捕食者にはライオンやチーター、ハイエナ、リカオンがいます。




行動・社会
イランドは薄明薄暮時に採餌し、日中は反芻しながら日陰で休息します。
メスは最大25頭程度の群れを作りますが、オスは単独かオスだけの群れを作ります。
オスは定住傾向にあり、メスの方が広い範囲を行動します。
繁殖
繁殖には地域的に季節性があるようです。
メスの妊娠期間は8.5~9ヵ月で、通常1頭の赤ちゃんが生まれます。
オスの赤ちゃんは28~35㎏、メスは23~31㎏で、生まれてしばらくは茂みに隠れて育ちます(ハイダー型)。

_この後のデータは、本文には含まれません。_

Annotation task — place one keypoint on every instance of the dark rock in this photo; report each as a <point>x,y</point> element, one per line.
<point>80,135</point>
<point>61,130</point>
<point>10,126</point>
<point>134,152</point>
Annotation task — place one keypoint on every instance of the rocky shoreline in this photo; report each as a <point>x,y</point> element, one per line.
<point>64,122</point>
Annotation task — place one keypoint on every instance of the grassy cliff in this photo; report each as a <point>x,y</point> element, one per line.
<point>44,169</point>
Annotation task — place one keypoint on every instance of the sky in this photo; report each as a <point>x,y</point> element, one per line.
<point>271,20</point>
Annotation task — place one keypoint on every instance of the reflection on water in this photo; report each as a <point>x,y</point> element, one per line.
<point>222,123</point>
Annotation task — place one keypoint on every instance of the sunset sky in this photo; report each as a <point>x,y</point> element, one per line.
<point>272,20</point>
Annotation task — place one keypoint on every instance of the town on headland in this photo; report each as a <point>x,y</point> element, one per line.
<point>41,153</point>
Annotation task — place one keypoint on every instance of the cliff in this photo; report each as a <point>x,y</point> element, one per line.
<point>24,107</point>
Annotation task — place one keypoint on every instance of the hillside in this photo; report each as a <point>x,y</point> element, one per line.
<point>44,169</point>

子供は生後半年頃で離乳し、3歳ごろ性成熟に達します。
寿命は飼育下で20年前後です。

人間とイランド
絶滅リスク・保全
イランドは1970年代以降、劇的に個体数を減らしてきました。
ウガンダやルワンダ、アンゴラ、モザンビークなどでは内戦がやまず、その後の余波の影響もあり多くのイランドが殺されました。
これに加え、人間の居住地拡大に伴う狩猟の増加、生息地の破壊により、イランドはかつての生息地の半分以下の範囲にしか生息していないとされ、ブルンジでは絶滅しています。

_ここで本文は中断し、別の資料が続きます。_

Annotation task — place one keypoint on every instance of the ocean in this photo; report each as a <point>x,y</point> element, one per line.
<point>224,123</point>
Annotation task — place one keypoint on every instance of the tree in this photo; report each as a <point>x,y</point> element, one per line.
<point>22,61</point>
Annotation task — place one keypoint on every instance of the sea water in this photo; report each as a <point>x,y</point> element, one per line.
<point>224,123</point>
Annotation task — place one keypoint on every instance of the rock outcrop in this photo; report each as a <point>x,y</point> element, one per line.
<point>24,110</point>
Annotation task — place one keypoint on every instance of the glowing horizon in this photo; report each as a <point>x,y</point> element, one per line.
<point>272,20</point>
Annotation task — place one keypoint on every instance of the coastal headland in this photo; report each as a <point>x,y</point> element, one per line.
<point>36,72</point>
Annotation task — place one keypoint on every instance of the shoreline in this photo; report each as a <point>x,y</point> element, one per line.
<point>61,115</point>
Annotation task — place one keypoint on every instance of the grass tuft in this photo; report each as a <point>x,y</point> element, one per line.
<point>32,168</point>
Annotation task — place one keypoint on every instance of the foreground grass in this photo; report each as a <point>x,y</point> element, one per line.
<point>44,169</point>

ただ、近い将来の絶滅が心配されるほどではなく、IUCNのレッドリストでは軽度懸念の評価です。
イランドの個体数は13.6万頭と推測されており、そのうち半数が保護区に、約3割が私有地に生息しています。
個体数の変動は地域によりけりですが、全体としては安定しているとみられています。

動物園
日本ではサファリパークを中心に各地の動物園でイランドを見ることができます。
彼らの巨体とその生活をぜひ間近で見てみてください。